Following Mikhalkin, a $k$-dimensional pair-of-pants is a particular real $(2k)$-manifold with corners. It is obtained by removing $k+2$ generic hyperplanes from $\mathbb C \mathbb P^k$. For instance, a $1$-dimensional pair-of-pants is a sphere minus 3 points (as everybody knows), while a $2$-dimensional pair-of-pants is $\mathbb C \mathbb P^2$ minus 4 generic lines.
Boundaries and corners arise when you take the compact version of these pair-of-pants, i.e. you remove an open regular neighborhood of the $k+2$ generic hyperplanes:
- When $k=1$ you get the genuine compact pair-of-pants $P$ with 3 boundary components.
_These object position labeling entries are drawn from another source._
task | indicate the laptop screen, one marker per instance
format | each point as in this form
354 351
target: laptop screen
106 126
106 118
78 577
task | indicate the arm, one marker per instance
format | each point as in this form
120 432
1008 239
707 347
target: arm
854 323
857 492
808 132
- When $k=2$ you get a real 4-manifold with boundary and corners: the boundary consists of four compact 3-manifolds homeomorphic to $P\times S^1$ (corresponding to the four lines), glued together along six tori (corresponding to the six intersections between the lines). The tori are the corners.
The 4-dimensional manifold with corners we get with $k=2$ is a nice object, which may look intriguing to a low-dimensional topologist.
As everybody knows, not only complex hypersurfaces (i.e. curves) in $\mathbb C \mathbb P^2$ decompose into pair-of-pants: every oriented surface of negative Euler characteristic does! It would be then natural to ask the following:
Which compact 4-manifolds decompose into pair-of-pants?
The set of course includes all complex hypersurfaces in $\mathbb C \mathbb P^3$.
Edit: It is not true that every curve in $\mathbb C \mathbb P^2$ decomposes into pants: a line or a cubic give $S^2$ and $T^2$ and they of course do not decompose into pants. Reading more carefully Mikhalkin's paper, it seems to me that he also allows to collapse the natural fibering of the boundaries of the blocks: for instance, by collapsing the boundaries of a two-dimensional pair-of-pants we get $S^2$.